Ia juga meminta agar pemerintah mengungkap secara terbuka siapa saja pihak yang akan memperoleh akses impor, dan melakukan audit terhadap implementasi kebijakan sebelumnya.
“Pemerintah perlu menyampaikan secara transparan dasar evaluasi dan rencana implementasi penghapusan kuota impor. Audit perlu dilakukan untuk mengidentifikasi potensi konflik kepentingan atau praktik monopoli tersembunyi,” tandasnya.
BUMN Impor Daging: Solusi atau Ancaman?
Pada 2025, BUMN mendapatkan jatah kuota impor daging sebesar 100 ribu ton dari total 180 ribu ton. Menurut Pudjiatmoko, hal ini harus diiringi dengan pengawasan ketat agar tidak meminggirkan pelaku usaha lokal yang berpengalaman.
“Penguatan sektor peternakan dalam negeri memerlukan perlindungan pasar domestik dan dukungan rantai pasok lokal, bukan hanya membuka jalan bagi aktor baru,” tegasnya.
Ia menambahkan bahwa swasembada bukan mimpi, asalkan kebijakan tidak dikorbankan demi kepentingan jangka pendek atau sekadar ganti pemain.
Penutup: Saatnya Tata Niaga Daging Dibenahi Secara Menyeluruh
MITI mengingatkan bahwa solusi terhadap tingginya harga daging dan rendahnya konsumsi protein hewani di Indonesia tidak cukup hanya dengan membuka kran impor.
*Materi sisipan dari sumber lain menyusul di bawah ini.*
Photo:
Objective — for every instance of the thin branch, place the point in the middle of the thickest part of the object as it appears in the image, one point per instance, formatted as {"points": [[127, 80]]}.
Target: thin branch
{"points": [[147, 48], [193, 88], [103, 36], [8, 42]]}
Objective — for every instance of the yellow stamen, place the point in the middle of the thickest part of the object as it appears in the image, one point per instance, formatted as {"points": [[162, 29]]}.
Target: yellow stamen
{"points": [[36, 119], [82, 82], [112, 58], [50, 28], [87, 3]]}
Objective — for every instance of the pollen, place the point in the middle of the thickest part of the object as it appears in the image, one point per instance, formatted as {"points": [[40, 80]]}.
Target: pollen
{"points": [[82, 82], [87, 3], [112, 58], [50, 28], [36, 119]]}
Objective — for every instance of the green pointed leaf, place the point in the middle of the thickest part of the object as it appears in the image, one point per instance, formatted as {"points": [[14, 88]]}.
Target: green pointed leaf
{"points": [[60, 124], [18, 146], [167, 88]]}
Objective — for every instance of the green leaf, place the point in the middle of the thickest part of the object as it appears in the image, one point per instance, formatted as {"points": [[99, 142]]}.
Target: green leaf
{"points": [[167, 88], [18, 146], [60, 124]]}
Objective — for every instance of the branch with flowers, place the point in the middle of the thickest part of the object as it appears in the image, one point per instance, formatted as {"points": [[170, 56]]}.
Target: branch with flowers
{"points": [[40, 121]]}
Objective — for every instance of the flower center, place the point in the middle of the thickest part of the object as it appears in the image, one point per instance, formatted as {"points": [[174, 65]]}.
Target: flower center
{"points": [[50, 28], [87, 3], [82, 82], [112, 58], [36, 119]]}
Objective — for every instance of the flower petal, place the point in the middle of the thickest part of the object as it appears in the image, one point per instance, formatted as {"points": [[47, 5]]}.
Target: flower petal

Pemerintah harus fokus pada peningkatan kapasitas produksi dalam negeri, memperbaiki distribusi, serta memastikan kebijakan pangan yang berkelanjutan dan berpihak pada produsen lokal.
Ke depan, swasembada daging harus dikawal dengan indikator yang terukur, melibatkan investor swasta yang kredibel, dan menjamin kompetisi yang sehat dalam distribusi komoditas pangan strategis.
“Jika benar ingin menciptakan harga daging yang terjangkau, konsumsi protein hewani yang meningkat, dan usaha yang kompetitif, maka solusi bukan hanya soal kuota atau izin impor—tetapi keberpihakan terhadap produsen dalam negeri,” pungkas Pudjiatmoko.